A federal judge in Indianapolis rejected a petition by ATH Holding Co., the parent company of health insurer Anthem Inc., to dismiss claims by participants that fiduciaries of the Anthem 401(k) Plan violated their ERISA duties in managing the plan.
Plaintiffs filed claims against the Anthem 401(k) fiduciaries alleging, among other things, that the plan managers failed to explore capital preservations alternatives to a money market fund and paid "unreasonable" investment management fees and administrative fees to record keeper Vanguard Group.
The defendants' primary argument was that most of the claims were made beyond a statute of limitations mandated by the Employee Retirement Income Security Act.
However, U.S. District Judge Tanya Walton Pratt rejected all of the defendants' arguments, denying their motion for summary judgment on Jan. 30 in the case of Bell et al. vs. Pension Committee of ATH Holding Co. LLC et al. Vanguard isn't a defendant.
The lawsuit was originally filed in December 2015; some complaints were dismissed in March 2017.

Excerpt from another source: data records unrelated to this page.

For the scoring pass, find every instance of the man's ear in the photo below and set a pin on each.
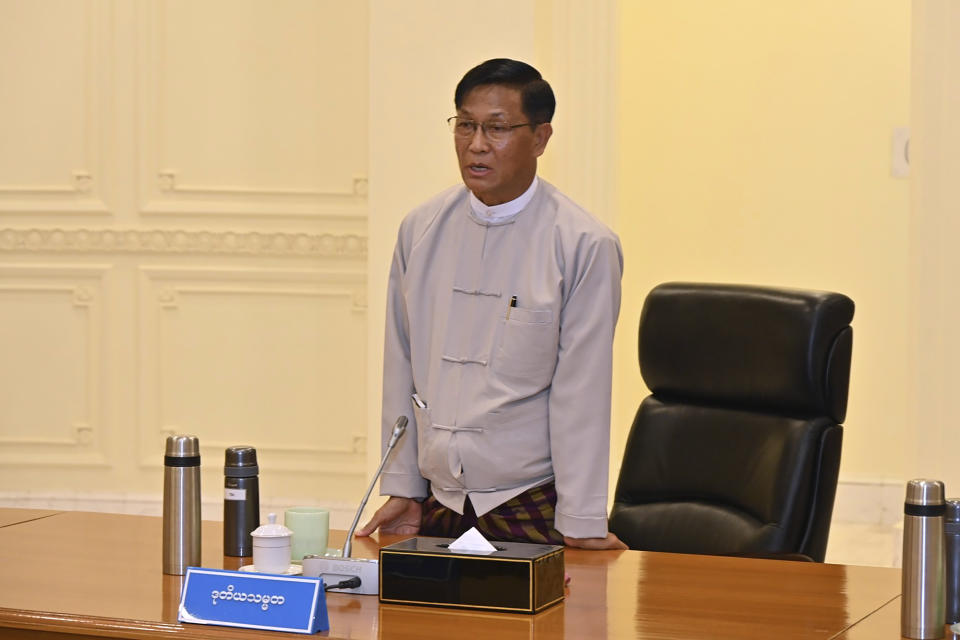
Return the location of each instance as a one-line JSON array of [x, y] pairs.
[[541, 135]]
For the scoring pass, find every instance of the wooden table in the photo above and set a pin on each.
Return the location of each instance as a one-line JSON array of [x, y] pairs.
[[16, 516], [74, 575]]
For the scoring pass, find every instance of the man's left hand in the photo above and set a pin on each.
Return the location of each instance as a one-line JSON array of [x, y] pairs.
[[611, 542]]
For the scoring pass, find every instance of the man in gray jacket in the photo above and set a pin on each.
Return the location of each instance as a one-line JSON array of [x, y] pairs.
[[502, 302]]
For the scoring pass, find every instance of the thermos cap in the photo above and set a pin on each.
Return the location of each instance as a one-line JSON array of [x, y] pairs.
[[953, 511], [271, 530], [925, 492], [240, 462], [182, 447]]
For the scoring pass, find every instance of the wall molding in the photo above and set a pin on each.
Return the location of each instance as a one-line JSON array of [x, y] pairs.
[[184, 241], [149, 504]]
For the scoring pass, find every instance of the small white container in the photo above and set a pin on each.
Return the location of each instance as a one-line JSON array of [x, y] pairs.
[[271, 547]]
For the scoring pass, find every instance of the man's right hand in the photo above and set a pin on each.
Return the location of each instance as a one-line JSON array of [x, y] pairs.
[[397, 515]]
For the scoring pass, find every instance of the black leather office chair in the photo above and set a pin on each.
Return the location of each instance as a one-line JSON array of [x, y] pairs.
[[737, 450]]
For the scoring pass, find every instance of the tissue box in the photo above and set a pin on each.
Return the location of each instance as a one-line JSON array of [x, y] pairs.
[[517, 577]]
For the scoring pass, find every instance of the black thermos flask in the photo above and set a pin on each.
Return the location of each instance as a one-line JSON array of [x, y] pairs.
[[951, 545], [241, 500]]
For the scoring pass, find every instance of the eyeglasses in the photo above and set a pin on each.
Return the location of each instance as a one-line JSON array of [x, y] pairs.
[[494, 131]]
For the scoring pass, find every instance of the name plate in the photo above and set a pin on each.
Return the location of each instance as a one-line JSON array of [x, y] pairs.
[[253, 601]]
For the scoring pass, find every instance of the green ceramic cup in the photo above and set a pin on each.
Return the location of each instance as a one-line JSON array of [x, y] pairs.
[[311, 528]]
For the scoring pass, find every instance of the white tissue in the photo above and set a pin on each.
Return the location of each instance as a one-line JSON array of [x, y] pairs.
[[473, 541]]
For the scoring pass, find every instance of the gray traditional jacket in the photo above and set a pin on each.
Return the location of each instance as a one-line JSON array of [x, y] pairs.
[[516, 395]]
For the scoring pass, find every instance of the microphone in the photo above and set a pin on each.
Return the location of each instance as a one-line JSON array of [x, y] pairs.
[[346, 570]]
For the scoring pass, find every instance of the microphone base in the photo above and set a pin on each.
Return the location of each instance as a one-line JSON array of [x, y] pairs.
[[334, 570]]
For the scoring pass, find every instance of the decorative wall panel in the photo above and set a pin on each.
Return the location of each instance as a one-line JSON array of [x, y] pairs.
[[51, 158], [253, 108], [51, 338], [269, 357]]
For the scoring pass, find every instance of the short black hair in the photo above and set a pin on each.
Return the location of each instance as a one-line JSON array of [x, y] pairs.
[[535, 92]]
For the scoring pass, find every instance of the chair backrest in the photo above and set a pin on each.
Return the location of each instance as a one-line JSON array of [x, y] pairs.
[[737, 450]]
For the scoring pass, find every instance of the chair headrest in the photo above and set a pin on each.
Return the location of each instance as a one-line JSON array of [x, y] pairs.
[[780, 350]]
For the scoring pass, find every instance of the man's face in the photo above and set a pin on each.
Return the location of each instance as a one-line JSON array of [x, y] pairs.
[[497, 172]]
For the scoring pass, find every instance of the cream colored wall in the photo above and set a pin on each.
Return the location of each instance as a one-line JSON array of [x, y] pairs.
[[935, 227], [182, 245], [755, 143]]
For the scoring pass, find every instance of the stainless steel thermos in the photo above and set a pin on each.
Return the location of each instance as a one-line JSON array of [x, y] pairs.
[[241, 500], [923, 598], [951, 541], [181, 504]]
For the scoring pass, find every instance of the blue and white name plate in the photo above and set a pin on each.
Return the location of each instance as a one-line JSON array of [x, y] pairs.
[[253, 601]]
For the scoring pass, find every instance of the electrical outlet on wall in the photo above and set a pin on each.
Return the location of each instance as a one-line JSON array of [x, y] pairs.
[[900, 153]]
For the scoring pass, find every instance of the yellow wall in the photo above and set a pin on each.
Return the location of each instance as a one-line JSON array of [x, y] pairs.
[[755, 145]]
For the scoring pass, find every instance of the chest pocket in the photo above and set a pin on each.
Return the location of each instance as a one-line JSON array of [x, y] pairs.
[[527, 352]]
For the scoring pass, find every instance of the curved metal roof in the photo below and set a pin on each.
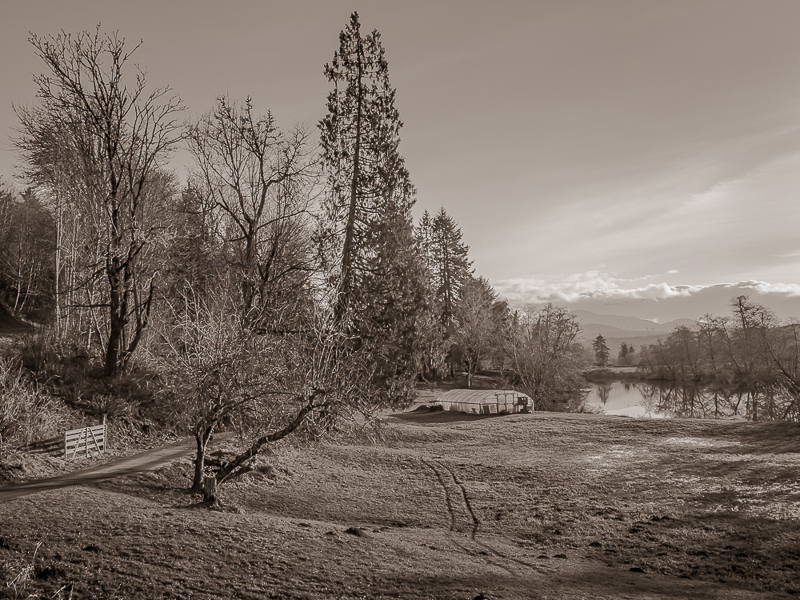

Regarding the money market fund complaints, Ms. Pratt wrote that the three-year statute of limitations didn't apply. Although participants received information on why the plan chose a money market fund vs. other options, "they were not informed of how those options were chosen nor that there may (have been) lower-cost or higher-yield alternatives that the plan did not offer," Ms. Pratt wrote.
As for the excessive fee complaints, Ms. Pratt wrote that although participants received some information about fees, they didn't receive enough. "The generic plan information defendants rely on to impute knowledge to the plaintiffs did not disclose that identical lower-cost alternative fee structures may be available," she wrote.
The Anthem 401(k) Plan, Indianapolis, had assets of $7.1 billion as of Dec. 31, 2017, according to the latest Form 5500.